ASUS Unleashes PE3000N Mini PC with Nvidia Jetson IGX Thor T5000, Hitting 2,070 FP4 TFLOPS of AI Power

Asus IoT unveils the PE3000N, a rugged mini PC built around Nvidia’s Jetson IGX Thor platform and aimed squarely at next‑generation robotics, industrial automation, and smart infrastructure. With Nvidia’s Jetson IGX Thor dev kit and standalone module now available to order, partners are stepping up with deployable systems—and this compact, hard‑wearing unit is among the first out of the gate.

At the heart of the PE3000N is the Jetson IGX Thor T5000 module, combining a Blackwell‑class GPU with a 14‑core ARM processor and up to 128 GB of LPDDR5X memory. The platform is rated at 2,070 FP4 TFLOPS, translating to serious edge AI performance for sensor fusion, autonomy, real‑time video analytics, and AI‑driven control—without relying on the cloud.

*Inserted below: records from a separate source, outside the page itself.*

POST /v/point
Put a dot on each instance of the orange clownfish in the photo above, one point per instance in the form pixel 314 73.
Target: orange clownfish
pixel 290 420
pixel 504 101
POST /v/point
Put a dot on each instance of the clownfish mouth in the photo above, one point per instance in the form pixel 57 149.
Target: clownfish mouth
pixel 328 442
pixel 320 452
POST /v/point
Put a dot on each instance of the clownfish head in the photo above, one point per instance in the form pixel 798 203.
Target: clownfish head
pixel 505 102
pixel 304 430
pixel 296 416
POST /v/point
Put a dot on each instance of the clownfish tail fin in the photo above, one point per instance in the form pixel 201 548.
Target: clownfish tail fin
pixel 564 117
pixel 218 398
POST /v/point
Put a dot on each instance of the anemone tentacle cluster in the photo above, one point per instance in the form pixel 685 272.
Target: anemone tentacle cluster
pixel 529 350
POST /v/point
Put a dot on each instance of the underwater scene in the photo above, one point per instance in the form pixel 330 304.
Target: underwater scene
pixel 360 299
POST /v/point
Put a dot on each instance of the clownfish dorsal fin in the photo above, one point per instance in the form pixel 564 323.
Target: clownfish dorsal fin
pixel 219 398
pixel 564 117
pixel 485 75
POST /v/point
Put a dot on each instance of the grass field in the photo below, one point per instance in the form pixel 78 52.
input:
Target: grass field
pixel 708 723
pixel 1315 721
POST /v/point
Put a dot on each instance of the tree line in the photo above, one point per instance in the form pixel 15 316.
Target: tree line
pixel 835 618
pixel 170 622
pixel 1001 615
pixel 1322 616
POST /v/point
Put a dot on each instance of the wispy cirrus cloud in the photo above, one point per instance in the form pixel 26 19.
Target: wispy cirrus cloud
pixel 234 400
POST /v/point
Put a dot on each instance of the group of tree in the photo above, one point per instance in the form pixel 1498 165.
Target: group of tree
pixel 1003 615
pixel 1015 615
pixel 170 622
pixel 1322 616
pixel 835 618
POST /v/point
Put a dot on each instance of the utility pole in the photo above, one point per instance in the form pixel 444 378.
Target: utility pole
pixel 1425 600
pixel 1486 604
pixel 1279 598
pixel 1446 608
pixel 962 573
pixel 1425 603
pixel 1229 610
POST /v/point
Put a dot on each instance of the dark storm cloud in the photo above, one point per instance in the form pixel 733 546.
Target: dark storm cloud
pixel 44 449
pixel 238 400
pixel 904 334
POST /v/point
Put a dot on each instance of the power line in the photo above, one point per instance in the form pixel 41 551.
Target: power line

Designed for harsh environments, the system features a rugged chassis compliant with MIL‑STD‑810H and is engineered to run reliably from -20°C to 60°C. That durability, paired with abundant I/O and networking options, positions the PE3000N for high‑throughput, deterministic workloads in factories, healthcare, logistics, energy, and smart city deployments.

Highlights and key specs
– Jetson IGX Thor T5000 module with Blackwell GPU and 14‑core ARM CPU
– Up to 128 GB LPDDR5X and 2,070 FP4 TFLOPS of AI performance
– Rugged MIL‑STD‑810H design; operating range from -20°C to 60°C
– Up to 4x 25 GbE NICs for high‑bandwidth networking
– Support for up to 16 GMSL cameras for advanced machine vision and sensor fusion
– Desktop‑style ports: 4x USB‑A, 2x USB‑C, HDMI, and audio jacks
– Optional expansion stack with PoE, additional GMSL, CAN, and QSFP28
– PTP/PPS for precise time sync across distributed sensors and actuators
– TPM 2.0 for hardware‑rooted security
– Optional LTE/5G/GNSS for remote and mobile deployments

Beyond raw horsepower, the PE3000N is optimized for modern AI workflows at the edge. It can efficiently run generative AI models, including visual language models and large language models, alongside latency‑sensitive tasks such as multi‑camera analytics and closed‑loop control. Compatibility with Nvidia Isaac for robotics, Holoscan for real‑time sensor processing, and Blueprint for video analytics AI agents accelerates development and deployment.

Availability is slated for Q1 2026. While pricing hasn’t been finalized, expect it to track near the cost of Nvidia’s official dev kit—around 3,000 EUR—with higher configurations likely commanding more depending on I/O, networking, and expansion options.

For teams building autonomous machines, inspection systems, or real‑time analytics at the edge, the Asus IoT PE3000N looks like a compact, configurable, and field‑ready platform designed to keep pace with the latest in edge AI.